Capital Pride is taking an event-by-event approach with deciding whether D.C.’s nine events will either be postponed with new dates or outright canceled. Black Pride, for example, is canceled. “For the first time in 30 years, we will not gather in D.C. to celebrate our community during Memorial Day Weekend. This too shall pass. We will celebrate the 30th DC Black Pride in 2021, bigger and more celebratory than ever,” read an announcement about the event that had been meant to go on May 22-25.
Lee Perine is a lead organizer of Black in Space, a new virtual Black Pride event to livestream on May 21 through 25, 2020. “Now, more than ever, folks need ways to feel connected,” he told Tagg. “Black Pride has always been my favorite time of the year and I want to find ways to continue that energy, even if it’s virtual.” He shared that the programming is still being finalized but it will include “panels, TED Style talks, an astrology happy hour, and dance parties.”

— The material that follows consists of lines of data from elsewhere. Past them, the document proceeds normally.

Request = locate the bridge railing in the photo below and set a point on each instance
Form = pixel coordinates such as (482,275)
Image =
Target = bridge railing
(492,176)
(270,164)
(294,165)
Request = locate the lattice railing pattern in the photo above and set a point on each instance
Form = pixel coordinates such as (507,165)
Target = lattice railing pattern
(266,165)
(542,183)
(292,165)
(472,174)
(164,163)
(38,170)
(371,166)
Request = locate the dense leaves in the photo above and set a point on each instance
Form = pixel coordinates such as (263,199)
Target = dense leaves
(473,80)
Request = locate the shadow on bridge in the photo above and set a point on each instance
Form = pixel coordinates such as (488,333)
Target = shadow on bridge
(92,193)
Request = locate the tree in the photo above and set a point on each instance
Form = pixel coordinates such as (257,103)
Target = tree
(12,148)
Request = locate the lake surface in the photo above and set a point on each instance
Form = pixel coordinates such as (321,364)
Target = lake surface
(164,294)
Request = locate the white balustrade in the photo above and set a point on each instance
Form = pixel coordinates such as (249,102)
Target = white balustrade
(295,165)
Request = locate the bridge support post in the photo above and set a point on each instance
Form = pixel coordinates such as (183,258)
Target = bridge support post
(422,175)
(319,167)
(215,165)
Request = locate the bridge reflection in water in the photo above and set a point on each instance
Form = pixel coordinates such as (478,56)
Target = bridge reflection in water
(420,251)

InterPride, the international organization for the world’s hundreds of Prides to collaborate, is making arrangements for an unprecedented online Global Pride for June 27, 2020. According to their website, the event will include musical performances, speeches, and key messages from human rights activists. Hopefully, this live-streamed event will allow people around the world to feel connected to each other from home in the absence of each other’s physical presence. It is the first global virtual Pride in Pride’s fifty year history.
Sarah Herrick, 43, in Connecticut sums up what many are feeling with an important reminder: “It sucks. It really, really sucks. But it’s necessary. I want to be able to go to Pride next year and not be missing faces because we jumped the gun this year and people died as a result. We’ll get through this. We’re tough, we’re resilient, we know how to deal with adversity.”